People DON’T Wear Masks?
I’m not going to trash Wisconsin too much in this post. There’s too many die-hard Badgers on all of my social media feeds. Also, it’s still the place that I call home. Milwaukee and Madison make up a huge percentage of the State’s population which tend to be very liberal parts of the state. Smaller counties tend to be more conservative with far less people. There’s obvious outliers like cities with big universities or one’s that are closer to the Illinois border, but you generally see those liberal vs. conservative trends throughout the state. Living in two fairly liberal counties for all my life, I always thought that Wisconsin was split. Then, I started to go up north.
After we all took COVID tests, self-quarantined, and bought enough hand sanitizer to fill a bathtub, my friends and I went to an AirBNB in Somerset, Wisconsin. It’s a tiny little town near the Minnesota border. I would definitely consider it “up north” even if my friends would laugh at me.

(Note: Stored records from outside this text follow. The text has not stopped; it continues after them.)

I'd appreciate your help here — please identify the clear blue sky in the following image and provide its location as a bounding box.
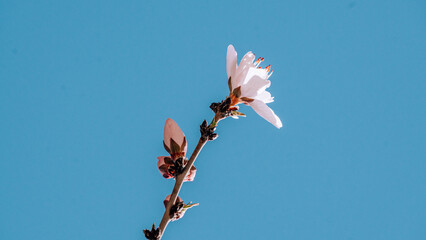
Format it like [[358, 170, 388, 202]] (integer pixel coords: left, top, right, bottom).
[[0, 0, 426, 240]]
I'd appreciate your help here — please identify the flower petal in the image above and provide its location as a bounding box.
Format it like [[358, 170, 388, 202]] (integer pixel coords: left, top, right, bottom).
[[241, 76, 271, 98], [241, 67, 268, 84], [255, 91, 274, 103], [249, 99, 283, 128], [231, 52, 255, 88], [226, 44, 237, 78], [163, 118, 187, 155]]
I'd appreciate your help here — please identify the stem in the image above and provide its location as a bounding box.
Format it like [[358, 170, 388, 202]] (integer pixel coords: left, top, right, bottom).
[[159, 114, 222, 239]]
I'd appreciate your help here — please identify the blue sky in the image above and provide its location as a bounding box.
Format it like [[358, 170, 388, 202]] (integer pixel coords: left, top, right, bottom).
[[0, 0, 426, 240]]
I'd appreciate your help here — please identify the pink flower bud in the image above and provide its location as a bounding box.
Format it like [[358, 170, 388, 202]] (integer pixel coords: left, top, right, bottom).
[[163, 118, 187, 159]]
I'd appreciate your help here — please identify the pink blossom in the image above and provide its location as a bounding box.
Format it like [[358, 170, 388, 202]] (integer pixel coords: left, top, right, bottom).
[[163, 118, 187, 159], [226, 45, 282, 128]]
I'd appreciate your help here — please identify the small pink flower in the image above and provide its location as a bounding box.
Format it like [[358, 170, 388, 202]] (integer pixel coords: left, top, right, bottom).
[[157, 156, 173, 179], [163, 118, 187, 159], [226, 45, 282, 128], [163, 195, 198, 221], [157, 156, 197, 182]]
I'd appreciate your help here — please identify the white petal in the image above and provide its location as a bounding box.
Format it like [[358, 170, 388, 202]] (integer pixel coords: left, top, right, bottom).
[[249, 100, 283, 128], [232, 52, 255, 88], [242, 67, 268, 84], [241, 76, 271, 98], [226, 44, 237, 78]]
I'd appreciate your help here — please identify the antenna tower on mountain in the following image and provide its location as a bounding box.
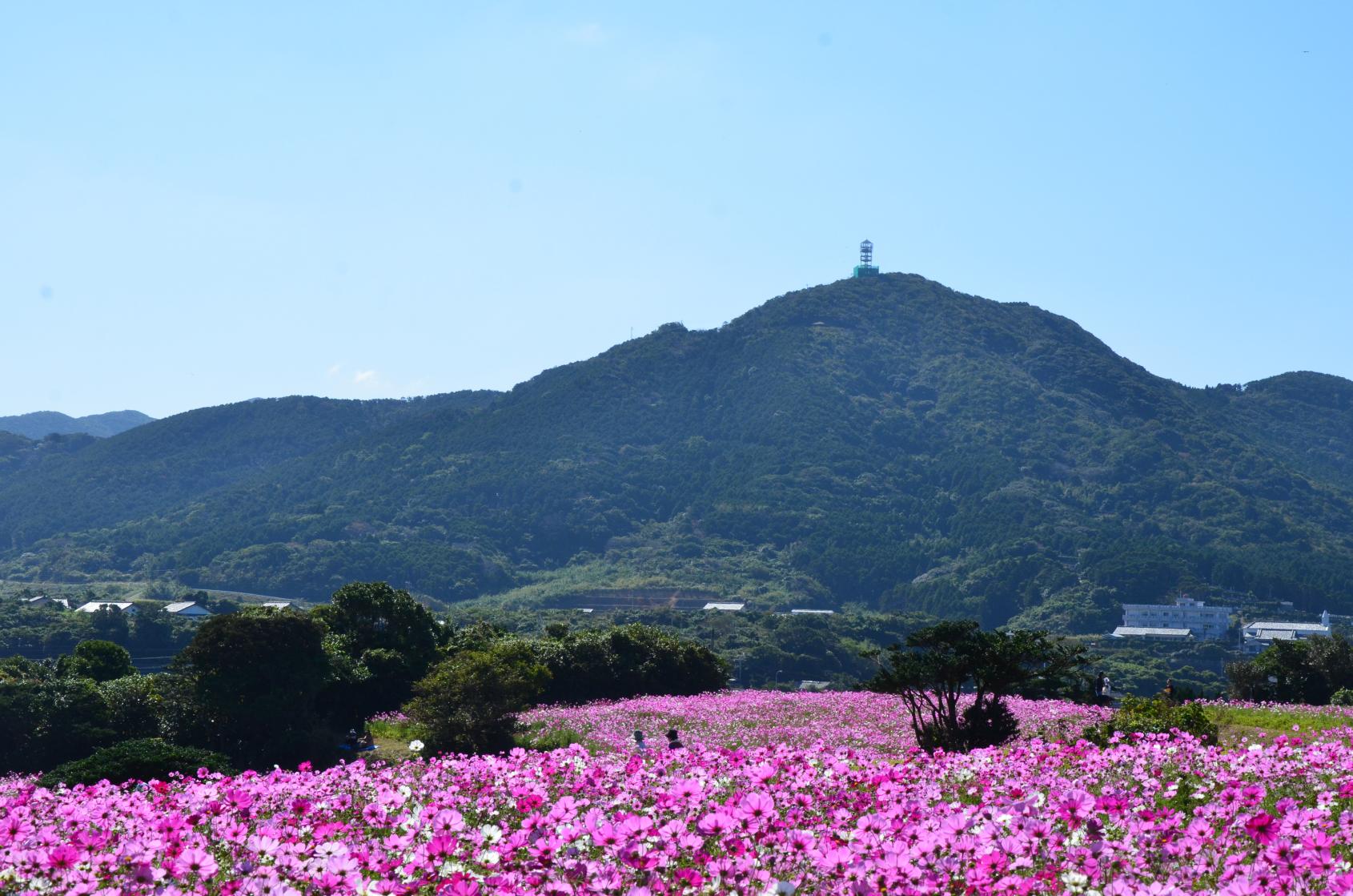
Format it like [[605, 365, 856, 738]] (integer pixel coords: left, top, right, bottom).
[[855, 239, 878, 278]]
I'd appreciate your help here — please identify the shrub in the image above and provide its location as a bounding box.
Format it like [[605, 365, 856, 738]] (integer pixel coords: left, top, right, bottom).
[[1085, 697, 1216, 747], [98, 675, 163, 741], [38, 737, 234, 788], [70, 641, 137, 682], [0, 678, 118, 773], [406, 639, 549, 754]]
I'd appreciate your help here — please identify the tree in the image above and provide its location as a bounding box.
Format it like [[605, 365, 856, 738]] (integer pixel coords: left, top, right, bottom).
[[1226, 635, 1353, 705], [0, 678, 115, 773], [165, 609, 329, 766], [536, 623, 728, 702], [90, 606, 130, 645], [69, 641, 137, 682], [406, 639, 549, 753], [869, 620, 1089, 749]]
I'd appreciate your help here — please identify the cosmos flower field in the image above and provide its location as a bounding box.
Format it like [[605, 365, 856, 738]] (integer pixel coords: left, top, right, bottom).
[[0, 693, 1353, 896]]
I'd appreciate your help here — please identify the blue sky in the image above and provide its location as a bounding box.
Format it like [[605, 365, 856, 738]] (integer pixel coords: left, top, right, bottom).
[[0, 2, 1353, 416]]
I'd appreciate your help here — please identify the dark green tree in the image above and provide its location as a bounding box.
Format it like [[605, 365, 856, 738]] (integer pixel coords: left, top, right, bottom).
[[869, 620, 1089, 749], [406, 639, 549, 753], [311, 582, 445, 725], [90, 606, 131, 645], [98, 675, 163, 741], [0, 678, 116, 773], [165, 609, 331, 767], [68, 641, 137, 681], [536, 623, 728, 702]]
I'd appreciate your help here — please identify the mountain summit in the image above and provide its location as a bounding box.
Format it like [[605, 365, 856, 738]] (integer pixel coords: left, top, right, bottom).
[[0, 273, 1353, 631], [0, 410, 155, 439]]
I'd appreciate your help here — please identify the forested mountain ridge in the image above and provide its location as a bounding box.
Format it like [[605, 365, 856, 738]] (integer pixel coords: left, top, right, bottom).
[[0, 275, 1353, 631], [0, 410, 155, 440]]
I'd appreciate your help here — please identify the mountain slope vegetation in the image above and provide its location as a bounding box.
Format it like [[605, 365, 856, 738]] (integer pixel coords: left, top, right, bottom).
[[0, 410, 155, 440], [0, 275, 1353, 631]]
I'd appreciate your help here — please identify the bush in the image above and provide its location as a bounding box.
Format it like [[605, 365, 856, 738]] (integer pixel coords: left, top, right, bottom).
[[1085, 697, 1216, 747], [0, 678, 118, 773], [98, 675, 163, 741], [38, 737, 234, 788], [70, 641, 137, 682], [406, 639, 549, 754]]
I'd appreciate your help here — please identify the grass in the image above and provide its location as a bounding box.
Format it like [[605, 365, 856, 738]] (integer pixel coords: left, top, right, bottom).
[[364, 721, 418, 762], [1206, 706, 1353, 741]]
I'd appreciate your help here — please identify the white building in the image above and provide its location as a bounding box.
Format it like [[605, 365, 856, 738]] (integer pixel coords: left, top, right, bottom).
[[23, 594, 70, 610], [76, 601, 137, 616], [1110, 625, 1194, 641], [165, 601, 211, 618], [1122, 597, 1235, 641], [1241, 610, 1333, 653]]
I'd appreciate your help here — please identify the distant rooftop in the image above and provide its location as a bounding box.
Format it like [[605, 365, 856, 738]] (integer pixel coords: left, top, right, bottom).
[[1245, 623, 1330, 632], [1110, 625, 1194, 641]]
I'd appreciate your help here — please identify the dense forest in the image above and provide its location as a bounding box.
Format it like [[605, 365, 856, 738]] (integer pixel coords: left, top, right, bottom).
[[0, 410, 155, 440], [0, 275, 1353, 632]]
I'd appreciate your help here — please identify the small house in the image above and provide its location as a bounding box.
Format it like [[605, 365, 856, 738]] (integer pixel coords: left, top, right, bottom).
[[165, 601, 211, 618], [76, 601, 137, 616], [23, 594, 70, 610], [1110, 625, 1194, 641]]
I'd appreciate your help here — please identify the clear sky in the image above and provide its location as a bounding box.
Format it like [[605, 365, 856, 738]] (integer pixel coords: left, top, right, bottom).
[[0, 0, 1353, 416]]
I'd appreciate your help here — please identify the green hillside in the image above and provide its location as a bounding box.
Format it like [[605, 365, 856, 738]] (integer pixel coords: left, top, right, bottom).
[[0, 410, 155, 439], [0, 275, 1353, 631]]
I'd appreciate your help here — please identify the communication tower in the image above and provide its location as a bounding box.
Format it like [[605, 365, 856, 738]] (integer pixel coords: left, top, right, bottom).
[[855, 239, 878, 278]]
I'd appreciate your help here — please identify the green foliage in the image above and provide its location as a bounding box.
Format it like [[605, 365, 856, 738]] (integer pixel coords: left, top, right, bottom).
[[69, 641, 137, 681], [1226, 635, 1353, 706], [0, 678, 116, 773], [311, 582, 445, 719], [1085, 697, 1218, 745], [533, 624, 728, 704], [869, 620, 1089, 749], [406, 639, 549, 753], [516, 727, 587, 751], [167, 609, 330, 766], [38, 737, 234, 788], [98, 675, 163, 741], [0, 275, 1353, 628]]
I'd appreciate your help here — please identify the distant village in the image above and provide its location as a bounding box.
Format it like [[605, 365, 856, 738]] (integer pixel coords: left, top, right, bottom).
[[1110, 594, 1333, 657], [23, 594, 291, 618]]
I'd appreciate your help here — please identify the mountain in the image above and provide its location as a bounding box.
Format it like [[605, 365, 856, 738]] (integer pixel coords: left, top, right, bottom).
[[0, 275, 1353, 631], [0, 410, 155, 439]]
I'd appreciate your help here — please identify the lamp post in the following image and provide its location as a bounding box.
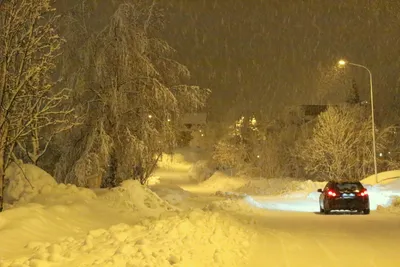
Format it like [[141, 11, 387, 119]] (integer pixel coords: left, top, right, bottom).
[[339, 59, 378, 183]]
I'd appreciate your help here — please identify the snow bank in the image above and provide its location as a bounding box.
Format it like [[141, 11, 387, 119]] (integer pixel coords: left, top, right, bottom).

While I’ve been buying disposable masks for my car and researching where to buy good hand sanitizer, I would bet money that half the residents of these small towns didn’t even think to buy one yet. In small town Wisconsin, the threat of a pandemic truly hadn’t brought stress to their everyday lives – not because they couldn’t see it on their TV or weren’t worried about their families, but because they hadn’t necessarily seen it with their own eyes yet.
Why DO We Wear Masks?
As humans, empathy can be hard. We have to watch our role models care about things that might not directly be affecting them. We feel sad when mommy cries even if we have no idea what’s going on. As we grow up, we’re really angry that our friend got bullied on the playground, even if it wasn’t us. We learn that the actions toward others and of others can affect us. Enter global pandemic and perfect opportunity for us to show our empathetic sides!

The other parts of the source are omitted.